A blog on strategies, policies, operations and pitfalls of current events around the world with a focus on “smart power.”
South Sudan has many bottlenecks. Literacy is at meager 36.7% and consequently national capacity is extremely limited. Violence challenges the country’s stability recurrently. The administrative engine is incipient and has to start running the new country from scratch. Basic healthcare, which is largely provided by international agencies and NGOs, does not reach all.
And then there is infrastructure.
The historical neglect by authorities was worsened by the long years of war, leaving the new nation with little to no infrastructure. Unfortunately, socioeconomic development can only get to reachable areas. In other words, health, education and jobs require roads, electricity and more. Strong international involvement is helping change this reality.
The United States has demonstrated its willingness to play an active role in South Sudan, and is also present in the infrastructure sector. USAID, a major partner, is active in several areas. It supported the construction of several kilometers of roads, making the distribution of aid possible. It also financed three energy projects in Kapoeta, Maridi and Yei.

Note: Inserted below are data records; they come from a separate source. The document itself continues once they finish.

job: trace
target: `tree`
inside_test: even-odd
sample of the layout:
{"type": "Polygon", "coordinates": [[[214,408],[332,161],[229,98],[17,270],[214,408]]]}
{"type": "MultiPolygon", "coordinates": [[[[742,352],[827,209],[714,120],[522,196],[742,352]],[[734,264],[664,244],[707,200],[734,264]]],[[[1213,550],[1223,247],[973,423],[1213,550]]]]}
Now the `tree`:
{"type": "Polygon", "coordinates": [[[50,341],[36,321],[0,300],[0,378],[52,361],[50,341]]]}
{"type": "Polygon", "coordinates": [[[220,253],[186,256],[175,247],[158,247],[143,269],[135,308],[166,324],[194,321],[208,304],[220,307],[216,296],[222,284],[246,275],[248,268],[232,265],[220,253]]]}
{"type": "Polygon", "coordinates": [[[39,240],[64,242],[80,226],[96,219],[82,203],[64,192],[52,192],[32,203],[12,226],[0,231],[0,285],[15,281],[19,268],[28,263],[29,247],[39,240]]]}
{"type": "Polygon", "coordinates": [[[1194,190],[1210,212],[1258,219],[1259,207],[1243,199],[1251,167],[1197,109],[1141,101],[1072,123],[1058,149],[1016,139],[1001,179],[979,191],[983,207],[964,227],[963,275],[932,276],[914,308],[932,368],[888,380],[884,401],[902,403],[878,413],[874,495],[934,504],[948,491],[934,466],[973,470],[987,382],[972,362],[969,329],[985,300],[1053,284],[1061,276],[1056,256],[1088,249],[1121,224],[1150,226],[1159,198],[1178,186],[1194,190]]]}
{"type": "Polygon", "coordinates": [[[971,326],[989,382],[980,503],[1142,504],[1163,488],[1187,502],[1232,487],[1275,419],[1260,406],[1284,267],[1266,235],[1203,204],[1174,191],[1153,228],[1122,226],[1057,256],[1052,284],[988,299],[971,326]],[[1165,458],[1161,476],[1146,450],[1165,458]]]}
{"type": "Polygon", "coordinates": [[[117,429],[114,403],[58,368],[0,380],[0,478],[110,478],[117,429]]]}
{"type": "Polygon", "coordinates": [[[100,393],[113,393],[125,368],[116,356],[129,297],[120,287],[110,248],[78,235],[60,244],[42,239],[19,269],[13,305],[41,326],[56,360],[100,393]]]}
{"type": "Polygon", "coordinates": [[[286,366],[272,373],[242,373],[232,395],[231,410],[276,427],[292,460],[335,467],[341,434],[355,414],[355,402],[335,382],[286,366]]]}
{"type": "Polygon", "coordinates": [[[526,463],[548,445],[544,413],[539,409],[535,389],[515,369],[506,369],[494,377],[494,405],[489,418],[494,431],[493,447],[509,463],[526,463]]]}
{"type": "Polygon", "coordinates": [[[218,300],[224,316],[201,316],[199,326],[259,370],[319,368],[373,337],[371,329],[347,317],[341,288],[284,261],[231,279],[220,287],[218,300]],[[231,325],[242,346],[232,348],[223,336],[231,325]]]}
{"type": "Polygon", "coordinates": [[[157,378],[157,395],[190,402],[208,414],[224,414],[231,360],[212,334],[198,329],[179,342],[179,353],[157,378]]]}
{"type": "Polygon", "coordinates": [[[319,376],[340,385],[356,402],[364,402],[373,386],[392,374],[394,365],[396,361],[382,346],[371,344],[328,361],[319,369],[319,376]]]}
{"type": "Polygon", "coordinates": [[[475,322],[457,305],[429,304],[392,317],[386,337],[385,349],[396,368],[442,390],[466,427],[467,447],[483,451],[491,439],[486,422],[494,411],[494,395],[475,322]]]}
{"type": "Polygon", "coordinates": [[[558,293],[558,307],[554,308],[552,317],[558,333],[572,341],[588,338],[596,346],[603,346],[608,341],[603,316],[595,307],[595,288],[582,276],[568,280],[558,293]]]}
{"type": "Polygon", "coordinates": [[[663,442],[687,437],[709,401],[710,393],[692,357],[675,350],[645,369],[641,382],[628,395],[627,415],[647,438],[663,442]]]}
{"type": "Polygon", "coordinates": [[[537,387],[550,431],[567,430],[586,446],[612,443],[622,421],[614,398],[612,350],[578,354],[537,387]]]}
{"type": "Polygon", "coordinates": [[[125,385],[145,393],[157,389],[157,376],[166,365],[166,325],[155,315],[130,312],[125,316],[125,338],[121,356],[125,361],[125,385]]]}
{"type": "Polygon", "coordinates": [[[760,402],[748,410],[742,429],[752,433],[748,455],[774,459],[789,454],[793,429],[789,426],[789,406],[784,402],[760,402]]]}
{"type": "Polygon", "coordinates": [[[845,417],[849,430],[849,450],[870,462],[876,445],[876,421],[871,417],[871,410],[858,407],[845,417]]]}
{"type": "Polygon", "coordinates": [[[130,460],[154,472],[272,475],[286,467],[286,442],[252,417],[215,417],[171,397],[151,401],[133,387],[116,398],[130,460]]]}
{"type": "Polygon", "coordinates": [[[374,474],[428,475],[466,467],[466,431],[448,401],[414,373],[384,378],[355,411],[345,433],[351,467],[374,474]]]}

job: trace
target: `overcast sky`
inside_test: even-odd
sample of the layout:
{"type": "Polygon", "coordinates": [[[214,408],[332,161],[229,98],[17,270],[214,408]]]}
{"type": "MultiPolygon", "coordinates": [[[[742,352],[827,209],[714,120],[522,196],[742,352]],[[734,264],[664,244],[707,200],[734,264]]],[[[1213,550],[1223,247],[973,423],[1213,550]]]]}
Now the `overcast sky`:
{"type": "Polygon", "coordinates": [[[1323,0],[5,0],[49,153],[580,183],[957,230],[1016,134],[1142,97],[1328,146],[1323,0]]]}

The Maridiand Kapoeta plants were inaugurated in February 2011, while the plant in Yei was inaugurated in 2008.
While South Sudan seems to be making the most of its partnership with the United States - USAID is present in virtually every sector in the country - it should also consider increasing efforts to do the same with China.
Even though China is already active in the Southern infrastructure sector and seems to be willing to expand its involvement, not much is said about how much will be invested and where exactly. For this very reason, the partnership can – and should - be explored by South Sudan, regardless of China’s close ties to the North. Pragmatism should lead the negotiations because strengthening relations could yield South Sudan long-term benefits. By crafting a deal in which China expands investments in much needed infrastructure in the country, South Sudan would assure that its nationals enjoy the profits from the oil industry long after its oil reserves dry up.